I'll finish up. The main character Ellen, a photographer, goes alone into the desert. She has a kind of vision-quest. People have done this for a long time. Jesus did it. He refused the vision or temptation placed before him, though, by Satan. Ellen on the other hand goes for it. I say "main character," but really Ellen is the only character in "Call," for once again, as in "Mozaika," we have a woman alone, an artist, absorbed in the things that, I guess, fill and overfill the thoughts of countless numbers of women in this western world. Ellen's mother is on her mind, just as Myrna's is in "Mozaika." Both characters are lone artists, caught up in their careers and activities. Are these things the main themes in women's literature? In the lives of western women? If so, "Call of the Void -- L'appel du Vide" is made for readers of a certain type. I would say that it has narrow appeal, but then much of what appears in the Cosmic Horror Issue is written from a narrow viewpoint and may have narrow appeal. If you're an atheist or materialist, if you have a dark view of life and the world, if you're wrapped up in yourself and your own thoughts, if you're a fanboy or an ardent consumer of American popular culture, you'll probably find much here to like. What is there for the rest of us, though? Anyway, too many of these stories are too much like a TV show or a movie, and one of them is actually a comic book story. The best, most complex, and most interesting or entertaining stories in this issue--"Concerto in Five Movements" by Ramsey Campbell, "The Last Bonneville" by F. Paul Wilson, and "Night Fishing" by Caitlín R. Kiernan--are not TV-like or comic book-like. They are real fiction, despite any product placement or other flaws or shortcomings they might contain.
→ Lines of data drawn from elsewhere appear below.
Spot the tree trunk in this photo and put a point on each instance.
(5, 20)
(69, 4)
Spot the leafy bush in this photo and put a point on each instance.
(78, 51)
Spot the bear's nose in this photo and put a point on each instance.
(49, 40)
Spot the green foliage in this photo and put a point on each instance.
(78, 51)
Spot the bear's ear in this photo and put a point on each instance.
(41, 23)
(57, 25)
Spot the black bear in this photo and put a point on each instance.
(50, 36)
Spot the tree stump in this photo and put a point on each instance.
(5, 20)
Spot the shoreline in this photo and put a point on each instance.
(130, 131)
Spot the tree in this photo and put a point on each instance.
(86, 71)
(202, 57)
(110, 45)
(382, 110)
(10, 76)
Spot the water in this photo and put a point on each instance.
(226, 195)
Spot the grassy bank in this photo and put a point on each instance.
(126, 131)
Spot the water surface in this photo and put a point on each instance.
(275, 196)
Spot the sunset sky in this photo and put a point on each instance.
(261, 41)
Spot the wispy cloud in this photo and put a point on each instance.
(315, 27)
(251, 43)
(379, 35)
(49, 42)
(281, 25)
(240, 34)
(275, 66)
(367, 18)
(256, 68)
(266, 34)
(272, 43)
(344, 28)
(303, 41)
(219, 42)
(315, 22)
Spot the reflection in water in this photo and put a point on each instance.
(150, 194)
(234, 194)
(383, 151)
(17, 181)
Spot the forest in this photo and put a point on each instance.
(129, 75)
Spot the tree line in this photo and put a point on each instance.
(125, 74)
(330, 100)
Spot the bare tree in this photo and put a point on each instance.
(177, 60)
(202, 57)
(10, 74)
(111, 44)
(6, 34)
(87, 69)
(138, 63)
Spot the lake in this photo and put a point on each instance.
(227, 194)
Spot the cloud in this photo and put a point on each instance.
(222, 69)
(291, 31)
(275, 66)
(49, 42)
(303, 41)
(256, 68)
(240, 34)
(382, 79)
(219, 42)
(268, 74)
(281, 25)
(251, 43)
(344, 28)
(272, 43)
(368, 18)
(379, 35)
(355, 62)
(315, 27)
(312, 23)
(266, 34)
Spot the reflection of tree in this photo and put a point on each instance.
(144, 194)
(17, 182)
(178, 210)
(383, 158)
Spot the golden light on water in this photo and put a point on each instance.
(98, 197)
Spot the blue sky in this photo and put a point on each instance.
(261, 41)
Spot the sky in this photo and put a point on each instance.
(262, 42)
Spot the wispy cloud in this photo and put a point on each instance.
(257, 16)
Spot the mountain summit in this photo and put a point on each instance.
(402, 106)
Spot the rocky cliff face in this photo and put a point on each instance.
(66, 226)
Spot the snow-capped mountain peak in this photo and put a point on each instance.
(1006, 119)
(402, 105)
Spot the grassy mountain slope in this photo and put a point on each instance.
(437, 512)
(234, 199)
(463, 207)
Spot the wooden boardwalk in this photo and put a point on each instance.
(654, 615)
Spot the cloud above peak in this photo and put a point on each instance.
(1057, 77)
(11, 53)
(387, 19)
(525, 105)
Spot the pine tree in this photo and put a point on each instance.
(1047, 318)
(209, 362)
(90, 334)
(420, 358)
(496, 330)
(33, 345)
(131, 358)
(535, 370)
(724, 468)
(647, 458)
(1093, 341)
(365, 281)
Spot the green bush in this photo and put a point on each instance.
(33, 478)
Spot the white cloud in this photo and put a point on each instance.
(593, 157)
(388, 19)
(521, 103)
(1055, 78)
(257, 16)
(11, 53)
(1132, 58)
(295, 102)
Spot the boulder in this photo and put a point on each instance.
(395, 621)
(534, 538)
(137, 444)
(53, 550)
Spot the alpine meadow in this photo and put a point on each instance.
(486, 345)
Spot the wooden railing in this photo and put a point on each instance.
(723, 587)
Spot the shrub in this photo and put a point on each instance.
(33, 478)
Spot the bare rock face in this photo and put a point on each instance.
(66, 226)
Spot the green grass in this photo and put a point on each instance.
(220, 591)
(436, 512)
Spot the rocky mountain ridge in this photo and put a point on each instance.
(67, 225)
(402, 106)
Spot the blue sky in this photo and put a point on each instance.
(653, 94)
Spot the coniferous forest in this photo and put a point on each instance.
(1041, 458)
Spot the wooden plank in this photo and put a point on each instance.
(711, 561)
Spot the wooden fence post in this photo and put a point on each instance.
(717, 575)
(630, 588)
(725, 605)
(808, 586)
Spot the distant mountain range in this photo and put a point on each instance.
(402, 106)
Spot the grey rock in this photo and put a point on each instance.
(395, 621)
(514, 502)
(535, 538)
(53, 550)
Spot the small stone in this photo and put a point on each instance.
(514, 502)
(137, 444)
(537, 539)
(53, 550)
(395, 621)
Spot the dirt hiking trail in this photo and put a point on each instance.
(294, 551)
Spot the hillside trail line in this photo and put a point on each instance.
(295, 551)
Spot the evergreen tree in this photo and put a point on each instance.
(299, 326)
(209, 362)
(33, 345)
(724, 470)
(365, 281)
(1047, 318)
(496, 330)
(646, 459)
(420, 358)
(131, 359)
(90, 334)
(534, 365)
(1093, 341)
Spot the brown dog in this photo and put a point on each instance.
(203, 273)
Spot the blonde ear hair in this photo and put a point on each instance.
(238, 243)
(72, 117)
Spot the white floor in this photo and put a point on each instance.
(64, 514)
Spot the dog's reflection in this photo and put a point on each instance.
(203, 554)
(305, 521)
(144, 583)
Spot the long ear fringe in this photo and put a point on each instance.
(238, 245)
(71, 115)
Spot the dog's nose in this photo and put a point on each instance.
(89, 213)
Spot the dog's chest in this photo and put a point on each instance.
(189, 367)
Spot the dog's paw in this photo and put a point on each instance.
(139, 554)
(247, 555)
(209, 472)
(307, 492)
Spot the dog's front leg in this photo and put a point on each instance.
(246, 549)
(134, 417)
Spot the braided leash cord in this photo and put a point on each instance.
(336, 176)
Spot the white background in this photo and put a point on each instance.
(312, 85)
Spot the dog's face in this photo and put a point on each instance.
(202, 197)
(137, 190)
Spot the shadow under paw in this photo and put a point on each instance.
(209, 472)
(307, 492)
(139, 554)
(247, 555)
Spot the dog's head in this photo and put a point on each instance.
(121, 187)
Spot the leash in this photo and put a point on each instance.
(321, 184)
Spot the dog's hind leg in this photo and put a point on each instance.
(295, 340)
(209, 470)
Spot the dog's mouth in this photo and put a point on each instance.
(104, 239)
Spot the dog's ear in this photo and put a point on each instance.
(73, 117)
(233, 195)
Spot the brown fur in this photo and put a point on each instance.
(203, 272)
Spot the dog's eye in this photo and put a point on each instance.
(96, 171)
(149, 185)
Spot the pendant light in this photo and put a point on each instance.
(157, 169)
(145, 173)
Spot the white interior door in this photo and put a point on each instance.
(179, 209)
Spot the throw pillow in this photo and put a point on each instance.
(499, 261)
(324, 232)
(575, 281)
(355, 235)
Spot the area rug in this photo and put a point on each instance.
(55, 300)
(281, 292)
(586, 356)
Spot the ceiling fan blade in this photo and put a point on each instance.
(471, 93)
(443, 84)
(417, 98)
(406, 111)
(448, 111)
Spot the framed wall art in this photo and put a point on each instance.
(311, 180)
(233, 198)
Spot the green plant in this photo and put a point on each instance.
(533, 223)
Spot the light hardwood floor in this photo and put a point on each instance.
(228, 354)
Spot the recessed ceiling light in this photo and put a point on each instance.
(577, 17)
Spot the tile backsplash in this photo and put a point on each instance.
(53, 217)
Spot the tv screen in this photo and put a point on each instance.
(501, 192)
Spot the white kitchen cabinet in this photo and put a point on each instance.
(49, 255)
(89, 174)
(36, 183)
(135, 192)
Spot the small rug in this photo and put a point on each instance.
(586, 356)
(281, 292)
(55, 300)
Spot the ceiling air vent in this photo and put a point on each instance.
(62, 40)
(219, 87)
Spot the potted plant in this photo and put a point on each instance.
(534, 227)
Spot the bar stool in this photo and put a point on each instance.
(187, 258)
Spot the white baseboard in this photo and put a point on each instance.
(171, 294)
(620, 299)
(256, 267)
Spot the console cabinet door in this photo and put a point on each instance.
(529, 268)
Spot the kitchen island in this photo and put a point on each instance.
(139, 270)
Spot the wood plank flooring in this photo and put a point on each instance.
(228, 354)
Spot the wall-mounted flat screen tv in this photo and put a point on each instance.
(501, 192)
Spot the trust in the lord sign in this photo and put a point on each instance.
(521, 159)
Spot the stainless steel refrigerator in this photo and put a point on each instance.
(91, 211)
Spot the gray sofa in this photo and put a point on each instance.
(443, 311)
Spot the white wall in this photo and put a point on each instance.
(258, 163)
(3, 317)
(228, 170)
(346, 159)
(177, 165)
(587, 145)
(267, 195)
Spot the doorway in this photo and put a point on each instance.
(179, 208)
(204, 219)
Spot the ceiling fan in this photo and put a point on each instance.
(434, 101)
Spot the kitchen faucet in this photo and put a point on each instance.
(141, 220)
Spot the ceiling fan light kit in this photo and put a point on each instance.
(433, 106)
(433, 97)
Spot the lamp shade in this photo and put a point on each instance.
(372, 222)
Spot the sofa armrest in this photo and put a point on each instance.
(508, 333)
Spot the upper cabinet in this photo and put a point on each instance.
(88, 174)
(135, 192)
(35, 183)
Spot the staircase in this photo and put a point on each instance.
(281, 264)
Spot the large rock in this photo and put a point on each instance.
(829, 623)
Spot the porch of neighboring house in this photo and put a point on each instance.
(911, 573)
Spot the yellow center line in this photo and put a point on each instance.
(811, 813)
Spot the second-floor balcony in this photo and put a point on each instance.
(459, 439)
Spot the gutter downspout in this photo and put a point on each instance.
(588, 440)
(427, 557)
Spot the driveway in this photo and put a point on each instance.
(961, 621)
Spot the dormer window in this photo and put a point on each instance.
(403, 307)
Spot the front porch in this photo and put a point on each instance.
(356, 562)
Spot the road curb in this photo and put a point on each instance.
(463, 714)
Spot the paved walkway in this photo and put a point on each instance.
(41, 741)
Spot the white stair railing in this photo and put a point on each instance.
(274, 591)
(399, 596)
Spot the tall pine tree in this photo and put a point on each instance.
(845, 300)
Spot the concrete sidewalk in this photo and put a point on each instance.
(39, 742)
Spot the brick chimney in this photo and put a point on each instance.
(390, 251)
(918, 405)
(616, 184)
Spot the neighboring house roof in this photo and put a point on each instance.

Fiction is supposed to be more and to offer more than a script, a screenplay, or a treatment for some medium or form other than real prose printed on the pages of a book or magazine. But authors of today seem to have watched too much TV and too many movies over the course of their lives. They have probably also read too many comic books and played too many countless hours of video games. Reading and the craft of writing seem to be in decline, probably as a result of these things. (Nancy Kilpatrick may be onto something in her story "Mozaika.") Reading takes effort, as does writing. Maybe readers and writers aren't up to the task anymore, even though the results of both reading and writing can be so very richly rewarding. Only a couple of the stories in the Cosmic Horror Issue seem to have been written by authors whose imaginations were formed primarily by reading. Few of them seem to be dedicated writers of fiction in prose. I can't imagine any of their stories--or possibly only a couple--ever being anthologized or reprinted except in the authors' own collections. But then many such collections are essentially vanity publications. In fact, Weird Tales itself, in its latest incarnation, seems to be a vanity publication, a resume builder, or a little sandbox in which a little clique of authors--seemingly all friends of the editor, some talented, some far less so--have gathered to play.

The world has changed since the first Weird Tales of one hundred years ago.